Sankaran Subramaniam

Ramya Subramaniam stands in front of the Clough Undergraduate Learning Commons at the Georgia Institute of Technology. She and fellow senior Owen Jones will be participating in Georgia Tech’s Grand Challenges Living and Learning Community.

Ramya Subramaniam, Student Life Editor

As many seniors are wrapping up their college admissions processes, another set of applications could be a part of their future.

Learning communities are an opportunity that students can take advantage of in college. They are programs where students who share similar goals collaborate in and out of a classroom setting. Usually, in order to participate in the communities, students have to complete an application and be admitted.

Some of these programs are called Living and Learning Communities (LLC), which require students to live in the same dorms as their fellow classmates in the community.

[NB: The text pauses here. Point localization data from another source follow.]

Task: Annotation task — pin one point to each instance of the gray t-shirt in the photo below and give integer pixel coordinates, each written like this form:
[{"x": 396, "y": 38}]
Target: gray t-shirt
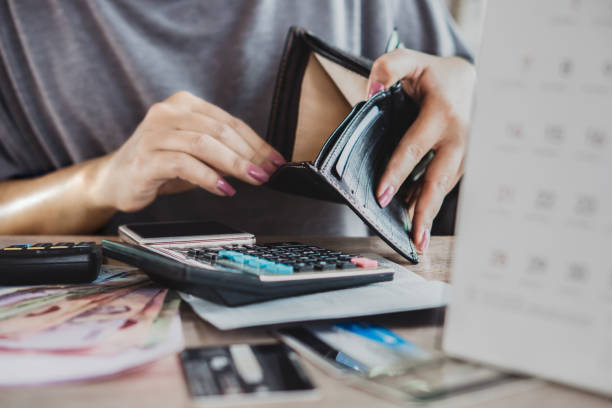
[{"x": 76, "y": 78}]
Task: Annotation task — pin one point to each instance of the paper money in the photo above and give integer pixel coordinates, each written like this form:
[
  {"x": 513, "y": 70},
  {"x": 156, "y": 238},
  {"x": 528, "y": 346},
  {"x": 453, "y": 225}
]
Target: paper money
[
  {"x": 50, "y": 315},
  {"x": 28, "y": 299},
  {"x": 162, "y": 323},
  {"x": 90, "y": 328},
  {"x": 135, "y": 330}
]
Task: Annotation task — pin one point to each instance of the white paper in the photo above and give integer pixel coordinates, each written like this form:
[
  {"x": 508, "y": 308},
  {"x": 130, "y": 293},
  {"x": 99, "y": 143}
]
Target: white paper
[
  {"x": 408, "y": 291},
  {"x": 532, "y": 274},
  {"x": 32, "y": 368}
]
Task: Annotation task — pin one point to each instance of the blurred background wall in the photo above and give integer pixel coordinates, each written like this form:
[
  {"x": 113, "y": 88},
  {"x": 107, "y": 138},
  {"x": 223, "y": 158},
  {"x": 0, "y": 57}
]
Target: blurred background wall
[{"x": 468, "y": 14}]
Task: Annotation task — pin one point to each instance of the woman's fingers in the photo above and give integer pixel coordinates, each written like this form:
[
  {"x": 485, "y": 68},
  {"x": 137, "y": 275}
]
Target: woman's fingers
[
  {"x": 422, "y": 135},
  {"x": 441, "y": 176},
  {"x": 396, "y": 65},
  {"x": 197, "y": 105},
  {"x": 215, "y": 154},
  {"x": 170, "y": 165}
]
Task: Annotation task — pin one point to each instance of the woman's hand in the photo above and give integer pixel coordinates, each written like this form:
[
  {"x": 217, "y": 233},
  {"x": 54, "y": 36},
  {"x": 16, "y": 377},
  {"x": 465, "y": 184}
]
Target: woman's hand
[
  {"x": 182, "y": 142},
  {"x": 443, "y": 87}
]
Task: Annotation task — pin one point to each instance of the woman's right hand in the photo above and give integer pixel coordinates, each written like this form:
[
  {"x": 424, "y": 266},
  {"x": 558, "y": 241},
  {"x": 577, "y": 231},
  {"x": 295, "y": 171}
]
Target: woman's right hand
[{"x": 182, "y": 142}]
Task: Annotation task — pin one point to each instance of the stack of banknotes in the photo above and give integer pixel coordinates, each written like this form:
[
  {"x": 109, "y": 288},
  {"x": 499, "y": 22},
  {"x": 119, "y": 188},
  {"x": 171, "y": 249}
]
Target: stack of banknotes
[{"x": 73, "y": 332}]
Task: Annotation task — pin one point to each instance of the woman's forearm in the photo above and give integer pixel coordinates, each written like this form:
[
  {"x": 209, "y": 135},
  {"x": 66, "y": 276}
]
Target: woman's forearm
[{"x": 61, "y": 202}]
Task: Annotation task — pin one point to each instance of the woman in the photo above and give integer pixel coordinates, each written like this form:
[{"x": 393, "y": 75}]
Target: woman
[{"x": 108, "y": 106}]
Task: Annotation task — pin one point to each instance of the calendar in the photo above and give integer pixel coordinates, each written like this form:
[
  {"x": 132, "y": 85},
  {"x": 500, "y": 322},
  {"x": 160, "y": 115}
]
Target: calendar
[{"x": 532, "y": 269}]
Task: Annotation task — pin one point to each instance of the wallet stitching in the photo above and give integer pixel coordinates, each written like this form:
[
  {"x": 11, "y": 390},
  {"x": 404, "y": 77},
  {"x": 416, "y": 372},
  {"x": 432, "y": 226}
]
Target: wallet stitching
[
  {"x": 350, "y": 128},
  {"x": 365, "y": 214},
  {"x": 349, "y": 198}
]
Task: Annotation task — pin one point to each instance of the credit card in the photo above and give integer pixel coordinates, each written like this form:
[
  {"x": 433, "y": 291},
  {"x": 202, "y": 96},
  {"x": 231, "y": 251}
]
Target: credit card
[{"x": 245, "y": 372}]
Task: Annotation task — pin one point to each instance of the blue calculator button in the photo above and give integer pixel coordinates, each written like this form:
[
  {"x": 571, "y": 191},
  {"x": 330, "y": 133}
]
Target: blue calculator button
[{"x": 284, "y": 269}]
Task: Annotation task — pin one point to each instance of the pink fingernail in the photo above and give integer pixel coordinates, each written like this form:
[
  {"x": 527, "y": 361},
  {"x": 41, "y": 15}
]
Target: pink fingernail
[
  {"x": 225, "y": 188},
  {"x": 268, "y": 168},
  {"x": 386, "y": 196},
  {"x": 375, "y": 87},
  {"x": 277, "y": 159},
  {"x": 257, "y": 173},
  {"x": 425, "y": 239}
]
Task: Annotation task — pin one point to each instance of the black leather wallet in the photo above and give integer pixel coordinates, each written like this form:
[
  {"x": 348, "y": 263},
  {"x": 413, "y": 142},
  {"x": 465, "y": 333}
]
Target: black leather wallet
[{"x": 339, "y": 144}]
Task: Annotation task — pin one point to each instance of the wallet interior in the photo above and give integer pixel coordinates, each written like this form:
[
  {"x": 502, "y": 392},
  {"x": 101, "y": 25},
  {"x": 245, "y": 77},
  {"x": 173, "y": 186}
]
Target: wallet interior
[{"x": 328, "y": 93}]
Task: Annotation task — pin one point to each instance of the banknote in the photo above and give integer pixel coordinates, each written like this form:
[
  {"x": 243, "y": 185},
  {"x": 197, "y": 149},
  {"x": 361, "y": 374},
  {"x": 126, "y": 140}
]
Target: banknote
[
  {"x": 90, "y": 328},
  {"x": 28, "y": 299},
  {"x": 135, "y": 330},
  {"x": 162, "y": 322},
  {"x": 62, "y": 309}
]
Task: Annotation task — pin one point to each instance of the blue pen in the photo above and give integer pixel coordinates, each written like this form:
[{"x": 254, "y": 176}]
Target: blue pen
[{"x": 381, "y": 335}]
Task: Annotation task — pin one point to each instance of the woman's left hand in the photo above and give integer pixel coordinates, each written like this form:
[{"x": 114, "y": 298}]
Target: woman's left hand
[{"x": 443, "y": 87}]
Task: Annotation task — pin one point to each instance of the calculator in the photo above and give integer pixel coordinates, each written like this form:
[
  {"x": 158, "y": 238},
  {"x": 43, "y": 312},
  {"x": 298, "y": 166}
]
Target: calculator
[
  {"x": 49, "y": 263},
  {"x": 240, "y": 271}
]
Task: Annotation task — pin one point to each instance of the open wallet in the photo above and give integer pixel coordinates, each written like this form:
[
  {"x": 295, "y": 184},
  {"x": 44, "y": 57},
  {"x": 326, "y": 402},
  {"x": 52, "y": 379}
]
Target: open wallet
[{"x": 339, "y": 144}]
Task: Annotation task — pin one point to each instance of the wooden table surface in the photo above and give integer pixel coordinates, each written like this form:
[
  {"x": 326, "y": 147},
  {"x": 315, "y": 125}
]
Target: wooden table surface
[{"x": 160, "y": 384}]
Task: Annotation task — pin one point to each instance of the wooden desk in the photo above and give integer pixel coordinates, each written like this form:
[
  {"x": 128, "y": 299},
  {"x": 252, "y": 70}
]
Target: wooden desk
[{"x": 160, "y": 384}]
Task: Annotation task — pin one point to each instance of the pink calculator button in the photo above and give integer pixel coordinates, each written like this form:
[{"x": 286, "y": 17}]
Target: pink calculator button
[{"x": 365, "y": 262}]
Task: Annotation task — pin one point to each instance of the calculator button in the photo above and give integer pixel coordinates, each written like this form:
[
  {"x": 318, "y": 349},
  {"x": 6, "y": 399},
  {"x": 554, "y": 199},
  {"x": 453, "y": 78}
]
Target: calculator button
[
  {"x": 324, "y": 266},
  {"x": 85, "y": 244},
  {"x": 19, "y": 246},
  {"x": 346, "y": 265}
]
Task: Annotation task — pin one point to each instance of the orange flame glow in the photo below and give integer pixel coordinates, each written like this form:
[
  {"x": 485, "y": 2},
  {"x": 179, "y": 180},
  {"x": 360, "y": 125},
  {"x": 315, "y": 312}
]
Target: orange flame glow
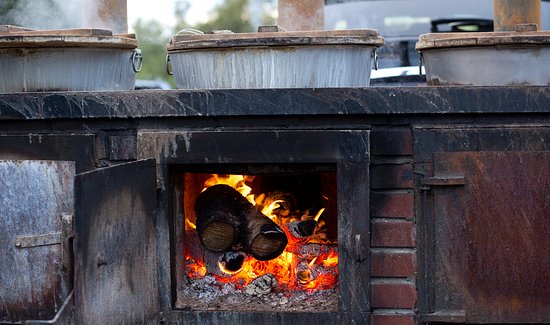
[{"x": 292, "y": 269}]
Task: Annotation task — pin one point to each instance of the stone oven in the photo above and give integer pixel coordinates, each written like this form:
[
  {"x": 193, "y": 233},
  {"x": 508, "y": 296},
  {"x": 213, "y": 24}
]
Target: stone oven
[{"x": 431, "y": 195}]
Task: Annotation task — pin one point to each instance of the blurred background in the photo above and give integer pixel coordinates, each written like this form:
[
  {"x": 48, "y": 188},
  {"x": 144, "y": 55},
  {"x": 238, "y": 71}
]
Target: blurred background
[{"x": 400, "y": 22}]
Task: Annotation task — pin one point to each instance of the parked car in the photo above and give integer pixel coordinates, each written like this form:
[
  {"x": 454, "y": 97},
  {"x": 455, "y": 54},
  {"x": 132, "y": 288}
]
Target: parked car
[{"x": 400, "y": 22}]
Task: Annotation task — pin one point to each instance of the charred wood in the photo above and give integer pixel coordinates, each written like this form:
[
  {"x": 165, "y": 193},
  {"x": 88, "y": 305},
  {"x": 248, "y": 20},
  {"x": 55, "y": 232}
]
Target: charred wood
[{"x": 225, "y": 219}]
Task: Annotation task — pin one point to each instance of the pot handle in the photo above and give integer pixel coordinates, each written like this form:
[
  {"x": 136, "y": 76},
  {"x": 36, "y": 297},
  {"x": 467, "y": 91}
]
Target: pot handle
[
  {"x": 137, "y": 60},
  {"x": 420, "y": 64},
  {"x": 168, "y": 65},
  {"x": 375, "y": 58}
]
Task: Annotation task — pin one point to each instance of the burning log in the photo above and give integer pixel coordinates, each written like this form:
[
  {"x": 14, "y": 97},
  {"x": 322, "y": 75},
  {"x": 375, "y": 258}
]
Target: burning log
[
  {"x": 261, "y": 285},
  {"x": 309, "y": 251},
  {"x": 219, "y": 263},
  {"x": 226, "y": 218},
  {"x": 218, "y": 222}
]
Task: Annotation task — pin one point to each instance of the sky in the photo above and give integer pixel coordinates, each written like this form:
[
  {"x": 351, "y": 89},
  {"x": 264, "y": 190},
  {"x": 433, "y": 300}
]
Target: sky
[{"x": 163, "y": 11}]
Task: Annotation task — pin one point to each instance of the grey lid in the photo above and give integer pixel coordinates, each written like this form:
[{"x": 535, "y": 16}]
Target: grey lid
[
  {"x": 18, "y": 37},
  {"x": 525, "y": 34},
  {"x": 369, "y": 37}
]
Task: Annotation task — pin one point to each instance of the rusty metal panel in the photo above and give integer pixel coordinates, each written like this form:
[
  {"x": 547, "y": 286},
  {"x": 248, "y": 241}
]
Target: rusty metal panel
[
  {"x": 33, "y": 198},
  {"x": 492, "y": 236},
  {"x": 116, "y": 277}
]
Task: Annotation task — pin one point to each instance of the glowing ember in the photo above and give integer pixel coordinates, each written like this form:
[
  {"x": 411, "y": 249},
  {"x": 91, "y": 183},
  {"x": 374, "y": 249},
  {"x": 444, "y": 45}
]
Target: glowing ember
[{"x": 309, "y": 262}]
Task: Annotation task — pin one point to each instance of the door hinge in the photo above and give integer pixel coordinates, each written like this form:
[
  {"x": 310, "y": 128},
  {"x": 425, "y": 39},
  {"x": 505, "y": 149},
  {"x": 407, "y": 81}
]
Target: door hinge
[{"x": 428, "y": 182}]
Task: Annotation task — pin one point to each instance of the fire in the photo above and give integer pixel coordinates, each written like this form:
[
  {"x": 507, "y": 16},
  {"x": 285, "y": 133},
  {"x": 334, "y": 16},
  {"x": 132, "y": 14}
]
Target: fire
[{"x": 308, "y": 263}]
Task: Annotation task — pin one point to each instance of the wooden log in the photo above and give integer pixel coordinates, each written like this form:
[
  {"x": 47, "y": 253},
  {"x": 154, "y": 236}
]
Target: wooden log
[
  {"x": 225, "y": 218},
  {"x": 218, "y": 222},
  {"x": 220, "y": 263},
  {"x": 264, "y": 239}
]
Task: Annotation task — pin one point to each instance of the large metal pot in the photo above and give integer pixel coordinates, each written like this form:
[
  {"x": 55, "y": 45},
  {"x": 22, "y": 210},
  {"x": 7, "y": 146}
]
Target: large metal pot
[
  {"x": 521, "y": 57},
  {"x": 75, "y": 59},
  {"x": 310, "y": 59}
]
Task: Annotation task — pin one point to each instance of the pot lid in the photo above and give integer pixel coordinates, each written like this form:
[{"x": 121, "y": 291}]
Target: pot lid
[
  {"x": 20, "y": 37},
  {"x": 273, "y": 36},
  {"x": 525, "y": 34}
]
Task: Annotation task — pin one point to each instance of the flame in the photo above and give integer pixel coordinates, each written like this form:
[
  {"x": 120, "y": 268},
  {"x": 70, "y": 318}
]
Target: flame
[
  {"x": 293, "y": 271},
  {"x": 190, "y": 225}
]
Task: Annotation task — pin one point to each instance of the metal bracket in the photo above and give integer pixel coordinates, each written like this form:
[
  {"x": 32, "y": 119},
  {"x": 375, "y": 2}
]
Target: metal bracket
[
  {"x": 428, "y": 182},
  {"x": 359, "y": 249},
  {"x": 38, "y": 240}
]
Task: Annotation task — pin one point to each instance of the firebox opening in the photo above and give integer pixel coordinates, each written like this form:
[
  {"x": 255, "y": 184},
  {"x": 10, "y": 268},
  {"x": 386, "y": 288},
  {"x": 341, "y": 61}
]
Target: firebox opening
[{"x": 260, "y": 239}]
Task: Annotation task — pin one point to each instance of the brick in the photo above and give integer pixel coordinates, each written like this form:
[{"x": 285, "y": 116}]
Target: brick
[
  {"x": 396, "y": 233},
  {"x": 391, "y": 142},
  {"x": 391, "y": 264},
  {"x": 393, "y": 295},
  {"x": 388, "y": 176},
  {"x": 392, "y": 319},
  {"x": 400, "y": 205}
]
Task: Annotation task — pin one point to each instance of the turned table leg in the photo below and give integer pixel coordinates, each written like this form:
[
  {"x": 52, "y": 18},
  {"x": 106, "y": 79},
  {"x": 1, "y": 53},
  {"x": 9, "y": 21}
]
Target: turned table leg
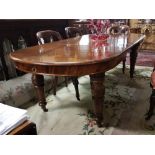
[
  {"x": 98, "y": 91},
  {"x": 38, "y": 82},
  {"x": 75, "y": 83},
  {"x": 133, "y": 57},
  {"x": 152, "y": 105}
]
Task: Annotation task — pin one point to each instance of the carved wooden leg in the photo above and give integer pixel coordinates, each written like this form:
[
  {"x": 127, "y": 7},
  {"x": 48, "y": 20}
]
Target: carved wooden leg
[
  {"x": 133, "y": 57},
  {"x": 98, "y": 91},
  {"x": 152, "y": 105},
  {"x": 38, "y": 82},
  {"x": 75, "y": 83},
  {"x": 123, "y": 69},
  {"x": 55, "y": 85},
  {"x": 66, "y": 81}
]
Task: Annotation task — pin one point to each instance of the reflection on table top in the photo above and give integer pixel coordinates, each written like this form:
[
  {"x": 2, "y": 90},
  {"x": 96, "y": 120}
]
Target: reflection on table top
[{"x": 79, "y": 50}]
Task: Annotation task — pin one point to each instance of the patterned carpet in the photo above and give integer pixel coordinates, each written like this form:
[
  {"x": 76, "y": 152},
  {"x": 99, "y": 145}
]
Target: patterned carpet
[
  {"x": 125, "y": 106},
  {"x": 145, "y": 58}
]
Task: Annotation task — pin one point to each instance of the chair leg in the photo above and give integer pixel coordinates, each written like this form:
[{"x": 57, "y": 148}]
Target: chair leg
[
  {"x": 123, "y": 69},
  {"x": 75, "y": 83},
  {"x": 152, "y": 105},
  {"x": 55, "y": 85}
]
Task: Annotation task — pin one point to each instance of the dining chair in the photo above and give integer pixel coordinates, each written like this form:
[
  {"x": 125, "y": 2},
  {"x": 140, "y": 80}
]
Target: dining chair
[
  {"x": 70, "y": 33},
  {"x": 47, "y": 36}
]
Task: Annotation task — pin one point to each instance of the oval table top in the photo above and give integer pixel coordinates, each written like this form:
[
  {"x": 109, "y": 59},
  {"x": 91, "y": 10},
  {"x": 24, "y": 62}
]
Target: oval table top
[{"x": 81, "y": 50}]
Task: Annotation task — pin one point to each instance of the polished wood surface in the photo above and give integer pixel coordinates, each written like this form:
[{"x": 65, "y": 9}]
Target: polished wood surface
[{"x": 76, "y": 57}]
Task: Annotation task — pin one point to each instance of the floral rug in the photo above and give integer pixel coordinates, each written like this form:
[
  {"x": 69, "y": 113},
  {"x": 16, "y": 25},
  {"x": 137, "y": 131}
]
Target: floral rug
[{"x": 125, "y": 106}]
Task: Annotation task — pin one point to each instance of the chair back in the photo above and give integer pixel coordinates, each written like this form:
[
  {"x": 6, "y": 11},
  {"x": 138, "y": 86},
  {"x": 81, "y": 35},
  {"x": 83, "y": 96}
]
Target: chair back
[
  {"x": 72, "y": 32},
  {"x": 47, "y": 36}
]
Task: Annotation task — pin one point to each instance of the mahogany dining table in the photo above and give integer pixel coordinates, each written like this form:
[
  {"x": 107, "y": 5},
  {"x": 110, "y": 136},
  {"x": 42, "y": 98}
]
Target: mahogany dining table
[{"x": 78, "y": 56}]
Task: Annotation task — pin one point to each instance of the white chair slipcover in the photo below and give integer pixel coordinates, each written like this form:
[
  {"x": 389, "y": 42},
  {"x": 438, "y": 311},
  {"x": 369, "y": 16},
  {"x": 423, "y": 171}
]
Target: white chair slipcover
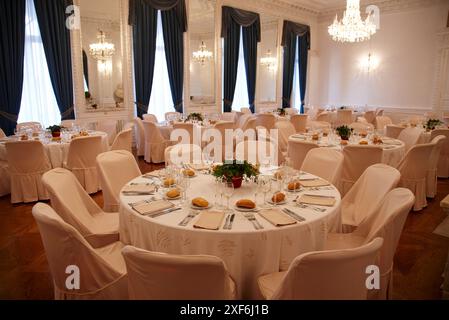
[
  {"x": 323, "y": 275},
  {"x": 161, "y": 276},
  {"x": 414, "y": 173},
  {"x": 102, "y": 271},
  {"x": 297, "y": 151},
  {"x": 432, "y": 172},
  {"x": 366, "y": 195},
  {"x": 116, "y": 169},
  {"x": 81, "y": 160},
  {"x": 357, "y": 159},
  {"x": 265, "y": 120},
  {"x": 78, "y": 209},
  {"x": 186, "y": 153},
  {"x": 27, "y": 162},
  {"x": 123, "y": 141},
  {"x": 150, "y": 117},
  {"x": 410, "y": 137},
  {"x": 324, "y": 163},
  {"x": 393, "y": 131},
  {"x": 285, "y": 131},
  {"x": 140, "y": 136},
  {"x": 299, "y": 121},
  {"x": 155, "y": 143},
  {"x": 443, "y": 162},
  {"x": 386, "y": 223}
]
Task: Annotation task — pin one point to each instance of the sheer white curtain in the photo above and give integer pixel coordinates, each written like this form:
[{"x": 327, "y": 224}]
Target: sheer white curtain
[
  {"x": 296, "y": 95},
  {"x": 241, "y": 99},
  {"x": 38, "y": 99},
  {"x": 161, "y": 100}
]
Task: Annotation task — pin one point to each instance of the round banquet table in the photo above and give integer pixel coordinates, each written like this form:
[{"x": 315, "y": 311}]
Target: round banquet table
[
  {"x": 393, "y": 149},
  {"x": 247, "y": 253},
  {"x": 56, "y": 151}
]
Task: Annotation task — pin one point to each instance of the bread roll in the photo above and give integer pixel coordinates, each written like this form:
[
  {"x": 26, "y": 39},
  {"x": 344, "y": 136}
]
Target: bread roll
[{"x": 245, "y": 204}]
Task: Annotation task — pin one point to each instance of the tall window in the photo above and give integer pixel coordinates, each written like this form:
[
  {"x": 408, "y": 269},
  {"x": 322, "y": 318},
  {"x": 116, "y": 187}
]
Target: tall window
[
  {"x": 296, "y": 93},
  {"x": 161, "y": 100},
  {"x": 241, "y": 99},
  {"x": 38, "y": 99}
]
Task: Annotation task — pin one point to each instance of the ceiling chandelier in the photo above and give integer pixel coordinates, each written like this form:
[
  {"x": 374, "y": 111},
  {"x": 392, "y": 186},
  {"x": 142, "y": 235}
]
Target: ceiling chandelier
[
  {"x": 352, "y": 28},
  {"x": 202, "y": 55},
  {"x": 269, "y": 61},
  {"x": 102, "y": 50}
]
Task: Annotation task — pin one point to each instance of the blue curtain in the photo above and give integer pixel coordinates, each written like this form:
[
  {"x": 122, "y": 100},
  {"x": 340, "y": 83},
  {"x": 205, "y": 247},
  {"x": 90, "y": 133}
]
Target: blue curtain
[
  {"x": 52, "y": 17},
  {"x": 12, "y": 50}
]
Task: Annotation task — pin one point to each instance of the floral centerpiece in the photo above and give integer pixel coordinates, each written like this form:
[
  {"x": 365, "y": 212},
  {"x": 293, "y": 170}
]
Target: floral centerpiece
[
  {"x": 344, "y": 132},
  {"x": 432, "y": 124},
  {"x": 195, "y": 116},
  {"x": 55, "y": 131},
  {"x": 235, "y": 172}
]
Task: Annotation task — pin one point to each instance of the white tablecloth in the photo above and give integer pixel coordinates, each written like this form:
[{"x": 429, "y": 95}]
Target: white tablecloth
[
  {"x": 248, "y": 253},
  {"x": 57, "y": 151},
  {"x": 393, "y": 149}
]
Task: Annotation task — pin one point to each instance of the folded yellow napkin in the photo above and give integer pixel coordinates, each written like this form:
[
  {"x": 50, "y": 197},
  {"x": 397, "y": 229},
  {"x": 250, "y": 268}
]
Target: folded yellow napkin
[
  {"x": 314, "y": 183},
  {"x": 153, "y": 207},
  {"x": 277, "y": 218},
  {"x": 139, "y": 188},
  {"x": 317, "y": 200},
  {"x": 210, "y": 220}
]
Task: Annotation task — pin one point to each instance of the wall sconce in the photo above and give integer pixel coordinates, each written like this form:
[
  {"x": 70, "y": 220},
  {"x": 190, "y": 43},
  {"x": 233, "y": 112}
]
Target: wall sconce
[{"x": 369, "y": 63}]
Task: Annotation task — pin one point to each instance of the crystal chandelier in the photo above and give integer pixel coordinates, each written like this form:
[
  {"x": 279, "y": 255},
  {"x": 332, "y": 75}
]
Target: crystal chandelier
[
  {"x": 352, "y": 28},
  {"x": 202, "y": 55},
  {"x": 102, "y": 50},
  {"x": 269, "y": 61}
]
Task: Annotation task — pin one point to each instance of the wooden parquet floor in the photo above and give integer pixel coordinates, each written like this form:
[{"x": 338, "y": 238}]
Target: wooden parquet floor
[{"x": 24, "y": 272}]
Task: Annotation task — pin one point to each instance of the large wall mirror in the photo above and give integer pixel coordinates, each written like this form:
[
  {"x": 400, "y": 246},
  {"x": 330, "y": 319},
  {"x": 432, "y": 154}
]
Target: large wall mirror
[
  {"x": 102, "y": 54},
  {"x": 202, "y": 55},
  {"x": 268, "y": 62}
]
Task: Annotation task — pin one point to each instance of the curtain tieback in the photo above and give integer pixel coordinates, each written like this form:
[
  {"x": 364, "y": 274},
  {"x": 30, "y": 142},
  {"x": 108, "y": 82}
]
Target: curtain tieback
[
  {"x": 9, "y": 116},
  {"x": 68, "y": 112}
]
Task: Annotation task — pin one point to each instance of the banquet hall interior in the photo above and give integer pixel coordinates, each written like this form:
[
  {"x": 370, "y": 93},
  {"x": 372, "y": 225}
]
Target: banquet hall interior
[{"x": 224, "y": 150}]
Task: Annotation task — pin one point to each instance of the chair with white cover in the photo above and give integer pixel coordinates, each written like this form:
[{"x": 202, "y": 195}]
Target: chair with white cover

Schools do this as a hope of making sure there is bonding between the community and to make sure students are able to participate in all activities that are a part of the program.

Senior Amber Matthews is currently completing her application for the Young, Gifted and Black Learning Community at the University of Iowa. “In order to apply for this LLC (and all of the other LLCs at UI except for Honors), one has to fill out the housing application, select the LLC they desire, and write a supplemental statement on why they’d like to be a part of that community and what they intend to contribute,” she said.

The application process for learning communities is usually much more laid back than normal applications. They ask a couple of questions just to see if the student will fit in among the students. Because of the various different communities, students can apply to multiple to find the place where they will fit best.

There are different types of communities at each college including areas that surround entrepreneurship, sustainability, research and many more major specific communities. 

Senior Owen Jones will be attending the Georgia Institute of Technology in Atlanta next year to pursue mechanical engineering. Georgia Tech has five LLCs for freshmen. Jones will be participating in the Grand Challenges LLC which focuses on entrepreneurship and leadership.

“I’m most looking forward to hopefully having a very close group of friends in the learning community,” Jones reflected. “I decided on a LLC because it offers unique classes and a very cool problem solving program. I’m hoping that I get more experience working in teams and that I make friends in the community.”

Learning communities are typically run and organized by upperclassmen and a couple of professors. The goal with this setup is to allow students to get a better understanding of campus life as well as provide a mentor for students.

Though learning communities are a significant time commitment for students, many believe they are a great way to make new friends and find community within the college setting.

“I believe that the importance of living and learning communities depends on the person, but for me, I’d like to be in an environment where I can share experiences and listen to others who have had similar experiences — plus, it’s much easier to connect with people if you have something in common,” Matthews reflected.

Jones agreed with her. “Students should participate in them because they encourage cooperation and help students push each other,” he commented.

Learning communities are one of many opportunities available to students, but those who decide to participate will find themselves in an environment where they are surrounded and supported by those who want them to flourish.